Jeannette Catsoulis of The New York Times noted, "The movie's lighting is warm and the soundtrack close to perfect, yet underneath lies a persistent melancholy, a pervasive sense of men not making it in a place where the true terror is loneliness" and Noel Murray of the Los Angeles Times wrote, "The movie's premise is clever; but what really makes it work is that these two use this ghost schtick as a way to examine the ways that friendship can be a hassle."

Regarding the chemistry of characters and overall tone, C.J. Prince of The Film Stage wrote, "The fact that both leads are real-life friends goes a long way, given the baggy pacing and some of the more uneven comedic moments, and Tatum's usage of long takes helps increase the awkward tension of both characters' forced arrangement."

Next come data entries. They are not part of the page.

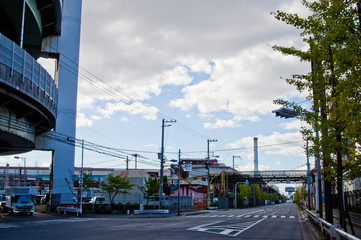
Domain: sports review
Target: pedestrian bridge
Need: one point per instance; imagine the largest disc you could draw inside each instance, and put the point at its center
(273, 176)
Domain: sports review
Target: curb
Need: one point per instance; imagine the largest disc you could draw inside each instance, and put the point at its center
(309, 232)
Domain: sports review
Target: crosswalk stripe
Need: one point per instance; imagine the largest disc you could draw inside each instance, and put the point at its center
(205, 216)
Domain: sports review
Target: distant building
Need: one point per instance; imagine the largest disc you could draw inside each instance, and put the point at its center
(136, 177)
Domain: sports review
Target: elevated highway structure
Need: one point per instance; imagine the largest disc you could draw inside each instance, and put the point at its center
(32, 102)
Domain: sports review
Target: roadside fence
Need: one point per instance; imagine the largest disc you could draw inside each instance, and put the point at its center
(329, 229)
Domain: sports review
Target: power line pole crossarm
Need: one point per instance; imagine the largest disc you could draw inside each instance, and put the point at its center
(162, 160)
(208, 173)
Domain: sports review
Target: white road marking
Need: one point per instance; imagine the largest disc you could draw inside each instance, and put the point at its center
(6, 225)
(229, 230)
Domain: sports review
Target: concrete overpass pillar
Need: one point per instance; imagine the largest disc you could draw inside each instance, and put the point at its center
(66, 46)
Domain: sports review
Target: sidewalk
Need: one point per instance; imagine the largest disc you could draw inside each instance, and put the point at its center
(356, 222)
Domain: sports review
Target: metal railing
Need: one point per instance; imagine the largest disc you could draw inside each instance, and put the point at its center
(332, 230)
(21, 71)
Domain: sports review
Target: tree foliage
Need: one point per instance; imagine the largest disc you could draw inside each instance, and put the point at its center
(150, 187)
(114, 185)
(332, 32)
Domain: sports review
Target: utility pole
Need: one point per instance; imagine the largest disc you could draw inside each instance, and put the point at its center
(308, 179)
(81, 177)
(162, 160)
(179, 154)
(208, 173)
(24, 160)
(135, 156)
(234, 158)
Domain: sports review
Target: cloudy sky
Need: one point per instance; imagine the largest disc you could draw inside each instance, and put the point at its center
(207, 64)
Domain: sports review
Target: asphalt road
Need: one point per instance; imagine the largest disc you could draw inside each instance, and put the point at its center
(269, 222)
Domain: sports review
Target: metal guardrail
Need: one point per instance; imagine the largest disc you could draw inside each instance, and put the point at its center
(21, 71)
(151, 212)
(333, 230)
(68, 209)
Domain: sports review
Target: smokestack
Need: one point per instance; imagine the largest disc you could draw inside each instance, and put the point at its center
(255, 142)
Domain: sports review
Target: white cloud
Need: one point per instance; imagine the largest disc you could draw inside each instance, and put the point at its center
(83, 121)
(148, 112)
(220, 123)
(295, 124)
(287, 144)
(124, 119)
(242, 85)
(139, 47)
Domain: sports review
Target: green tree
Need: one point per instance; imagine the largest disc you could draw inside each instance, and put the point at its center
(114, 185)
(150, 188)
(88, 181)
(166, 186)
(245, 191)
(333, 33)
(300, 196)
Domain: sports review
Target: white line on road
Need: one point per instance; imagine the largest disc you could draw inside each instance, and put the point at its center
(5, 225)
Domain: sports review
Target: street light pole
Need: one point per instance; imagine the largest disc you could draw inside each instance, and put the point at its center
(81, 177)
(162, 161)
(208, 173)
(233, 160)
(308, 179)
(24, 160)
(235, 194)
(179, 182)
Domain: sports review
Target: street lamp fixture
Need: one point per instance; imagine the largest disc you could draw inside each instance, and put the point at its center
(24, 160)
(233, 160)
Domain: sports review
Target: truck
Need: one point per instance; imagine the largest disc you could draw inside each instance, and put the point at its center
(19, 200)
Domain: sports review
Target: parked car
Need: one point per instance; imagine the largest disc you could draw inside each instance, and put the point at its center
(98, 200)
(2, 202)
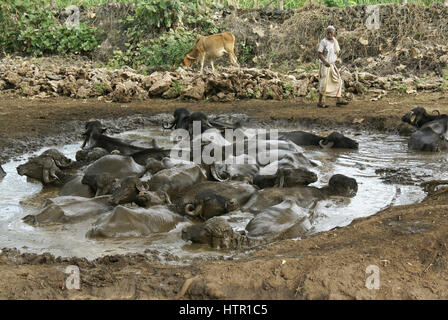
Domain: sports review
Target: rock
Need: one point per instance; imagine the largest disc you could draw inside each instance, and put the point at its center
(160, 86)
(83, 93)
(12, 79)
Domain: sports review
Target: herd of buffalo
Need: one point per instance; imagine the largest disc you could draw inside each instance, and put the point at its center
(140, 190)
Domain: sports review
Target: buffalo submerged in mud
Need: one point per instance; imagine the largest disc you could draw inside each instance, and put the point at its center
(108, 179)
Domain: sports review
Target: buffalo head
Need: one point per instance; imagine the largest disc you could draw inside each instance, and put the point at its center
(342, 186)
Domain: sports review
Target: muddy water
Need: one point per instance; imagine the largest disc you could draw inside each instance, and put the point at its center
(387, 153)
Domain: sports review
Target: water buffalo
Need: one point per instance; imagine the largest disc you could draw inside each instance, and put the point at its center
(148, 199)
(69, 210)
(418, 117)
(334, 140)
(184, 120)
(209, 199)
(339, 185)
(285, 220)
(116, 165)
(126, 222)
(181, 119)
(47, 168)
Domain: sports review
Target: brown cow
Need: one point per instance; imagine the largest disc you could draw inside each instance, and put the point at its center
(212, 47)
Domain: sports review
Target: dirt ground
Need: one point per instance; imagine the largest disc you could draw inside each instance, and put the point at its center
(407, 243)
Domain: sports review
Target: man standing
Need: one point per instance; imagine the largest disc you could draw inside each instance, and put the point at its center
(330, 81)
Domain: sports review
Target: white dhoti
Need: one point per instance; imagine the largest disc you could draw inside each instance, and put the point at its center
(330, 81)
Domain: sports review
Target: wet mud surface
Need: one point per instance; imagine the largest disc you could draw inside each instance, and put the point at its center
(408, 243)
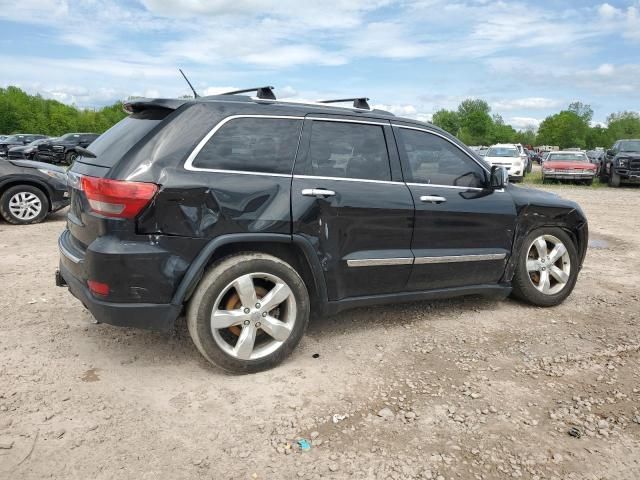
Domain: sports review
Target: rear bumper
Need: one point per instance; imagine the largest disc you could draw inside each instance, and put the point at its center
(152, 316)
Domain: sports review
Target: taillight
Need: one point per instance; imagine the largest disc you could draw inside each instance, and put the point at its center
(117, 198)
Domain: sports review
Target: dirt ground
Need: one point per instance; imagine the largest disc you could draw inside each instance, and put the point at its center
(461, 389)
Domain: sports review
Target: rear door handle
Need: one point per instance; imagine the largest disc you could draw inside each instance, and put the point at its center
(432, 199)
(318, 192)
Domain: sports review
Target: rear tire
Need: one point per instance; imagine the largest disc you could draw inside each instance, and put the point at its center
(24, 205)
(233, 332)
(540, 278)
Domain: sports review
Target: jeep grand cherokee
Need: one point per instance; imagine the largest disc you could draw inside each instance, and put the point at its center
(249, 214)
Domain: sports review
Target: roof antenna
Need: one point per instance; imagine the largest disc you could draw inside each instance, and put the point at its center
(195, 94)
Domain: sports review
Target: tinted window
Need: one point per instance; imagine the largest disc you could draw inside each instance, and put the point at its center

In December 2023, Esquire named The Civil Dead as the 20th best movie of 2023, praising it as "enormously funny" and "a very promising debut."

=== Accolades ===
The Civil Dead won the Audience Award for Best Narrative Feature at the 2022 Slamdance Film Festival. It won the Jury Award for Best North American Narrative Feature at the 2022 Mammoth Lakes Film Festival. It won Best Film and Tatum won Best Director in the Shooting Star Feature category at Nòt Film Fest.